The California Supreme Court, in two sentences, felled Proposition 8, the voter-passed constitutional amendment that defined marriage as between one man and one woman. On Wednesday, the state’s highest court denied a motion from Prop 8 proponents to preserve the measure, allowing gay marriages to continue statewide.
The state supreme court was the last hope for the amendment’s defenders. The court gave no explanation for its dismissal (see a PDF of the court’s order). The dismissal did not reflect any position by the court on the constitutionality of Prop 8.

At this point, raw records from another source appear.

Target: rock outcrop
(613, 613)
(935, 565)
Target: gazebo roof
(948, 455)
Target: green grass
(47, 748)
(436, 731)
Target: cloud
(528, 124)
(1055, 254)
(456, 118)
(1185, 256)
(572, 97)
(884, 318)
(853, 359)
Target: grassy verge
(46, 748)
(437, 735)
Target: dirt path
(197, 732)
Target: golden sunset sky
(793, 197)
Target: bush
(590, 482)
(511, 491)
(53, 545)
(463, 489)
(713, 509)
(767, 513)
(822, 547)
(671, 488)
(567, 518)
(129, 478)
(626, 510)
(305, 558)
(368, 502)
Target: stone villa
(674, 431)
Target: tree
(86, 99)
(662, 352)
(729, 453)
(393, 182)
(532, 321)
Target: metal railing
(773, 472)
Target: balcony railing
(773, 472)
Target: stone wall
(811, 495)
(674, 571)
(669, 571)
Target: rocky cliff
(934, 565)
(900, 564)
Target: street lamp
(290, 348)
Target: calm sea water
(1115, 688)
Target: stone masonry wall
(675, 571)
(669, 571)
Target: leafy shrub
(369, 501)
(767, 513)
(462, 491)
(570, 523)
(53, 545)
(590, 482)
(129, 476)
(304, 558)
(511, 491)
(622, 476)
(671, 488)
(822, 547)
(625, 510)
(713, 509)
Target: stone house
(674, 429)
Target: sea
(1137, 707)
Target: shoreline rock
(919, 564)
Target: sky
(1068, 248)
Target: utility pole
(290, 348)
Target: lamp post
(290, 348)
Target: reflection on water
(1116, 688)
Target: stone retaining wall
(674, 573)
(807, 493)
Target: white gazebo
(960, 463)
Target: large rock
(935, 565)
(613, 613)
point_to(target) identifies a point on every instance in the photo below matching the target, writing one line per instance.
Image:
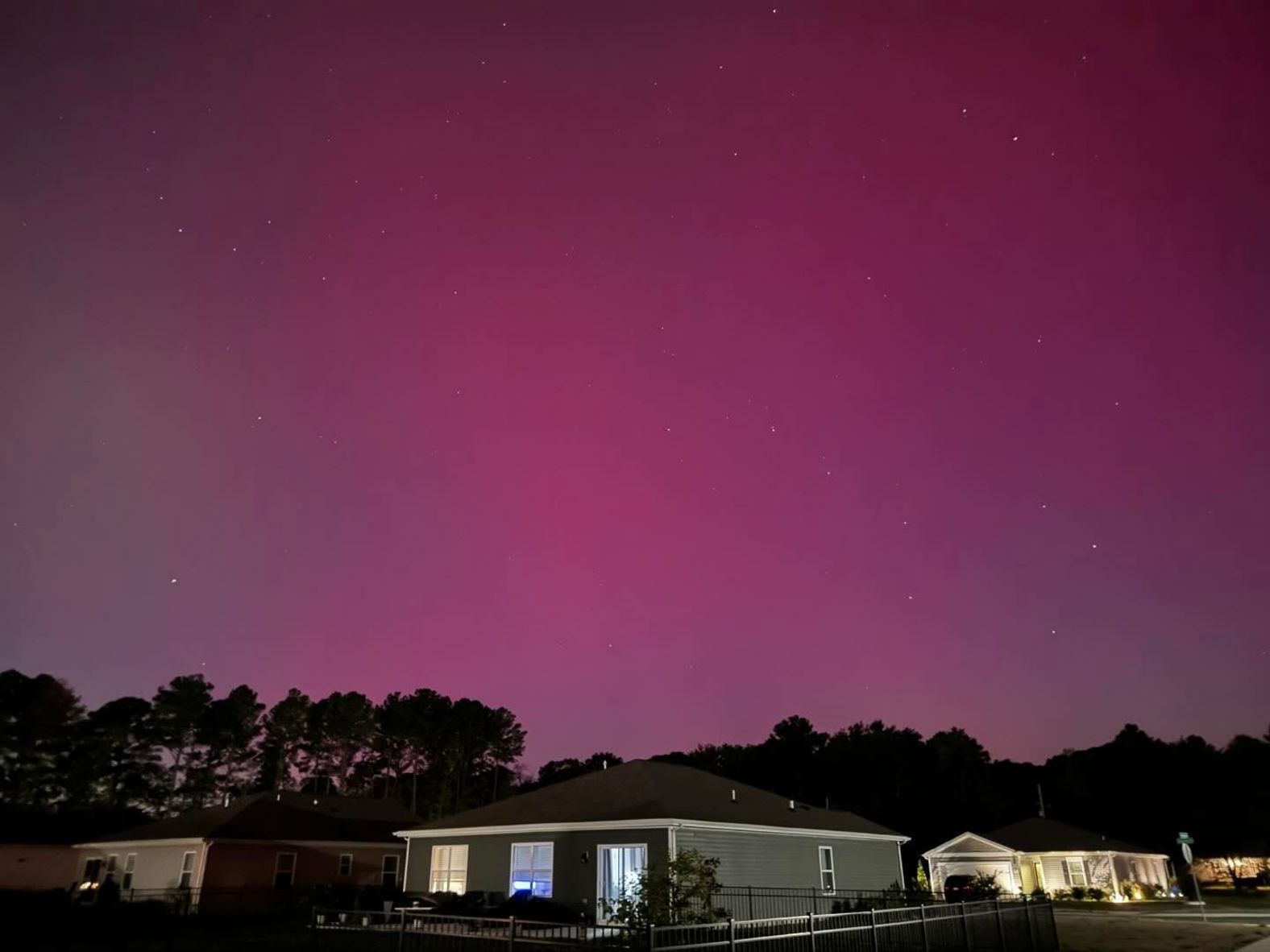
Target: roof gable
(653, 790)
(969, 844)
(1039, 834)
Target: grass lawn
(1082, 932)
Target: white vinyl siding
(390, 871)
(531, 868)
(449, 870)
(827, 883)
(187, 870)
(1073, 867)
(789, 861)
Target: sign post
(1185, 841)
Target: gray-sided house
(255, 844)
(586, 841)
(1044, 855)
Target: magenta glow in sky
(653, 370)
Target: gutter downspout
(405, 867)
(202, 872)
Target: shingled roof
(286, 817)
(1039, 834)
(652, 790)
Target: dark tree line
(187, 748)
(1135, 787)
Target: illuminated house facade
(586, 841)
(253, 846)
(1054, 857)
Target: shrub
(679, 895)
(985, 886)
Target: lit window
(187, 871)
(531, 868)
(1075, 867)
(827, 868)
(389, 871)
(284, 871)
(449, 870)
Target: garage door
(1002, 870)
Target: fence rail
(1024, 925)
(769, 901)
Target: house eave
(661, 823)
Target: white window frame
(185, 877)
(1076, 862)
(550, 868)
(822, 852)
(601, 913)
(291, 872)
(396, 870)
(450, 868)
(101, 867)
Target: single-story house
(1045, 855)
(586, 841)
(258, 843)
(37, 848)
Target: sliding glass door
(619, 872)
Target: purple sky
(653, 370)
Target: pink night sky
(653, 370)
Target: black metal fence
(418, 930)
(943, 927)
(946, 927)
(774, 901)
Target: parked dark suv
(959, 888)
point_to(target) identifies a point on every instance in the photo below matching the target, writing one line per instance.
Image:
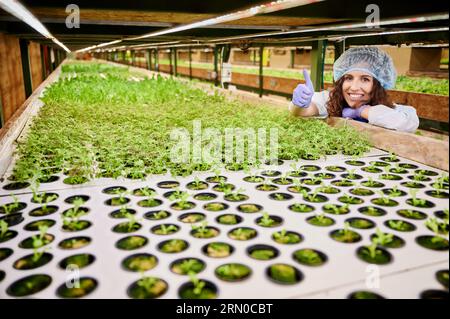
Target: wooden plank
(11, 77)
(423, 149)
(36, 64)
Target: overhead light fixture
(337, 27)
(261, 9)
(19, 11)
(99, 46)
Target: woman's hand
(360, 112)
(303, 93)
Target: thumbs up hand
(303, 93)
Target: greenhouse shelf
(334, 271)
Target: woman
(362, 76)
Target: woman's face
(357, 87)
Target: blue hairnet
(370, 60)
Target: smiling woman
(361, 76)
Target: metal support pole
(175, 62)
(339, 48)
(261, 76)
(317, 63)
(190, 63)
(216, 65)
(26, 68)
(2, 121)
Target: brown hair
(336, 101)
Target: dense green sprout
(108, 122)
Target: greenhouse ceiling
(102, 22)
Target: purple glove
(349, 112)
(303, 92)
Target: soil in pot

Prop 8 defenders had argued the measure was still in effect after the U.S. Supreme Court’s June ruling, which dismissed the case on standing. With the high court’s dismissal, the only legitimate ruling on Prop 8 that remained was at the district court level, where a district judge had struck down the measure. Typically a district-level ruling would only apply to the parties in the case, not to the whole state. But state officials argued that for the sake of continuity, if one judge struck down Prop 8, no jurisdiction had to comply with Prop 8. The state, which has declined to defend the law, ordered clerks to issue marriage licenses to gay couples.
“Though the current California officials are unwilling to enforce the state constitution, we remain hopeful that one day Californians will elect officials who will,” said Austin Nimocks, counsel for Alliance Defending Freedom, which has been working on the case. “It is unfortunate that the California Supreme Court chose not to decide the important, still-unresolved questions about the enforcement of Proposition 8, the law of the land in California.”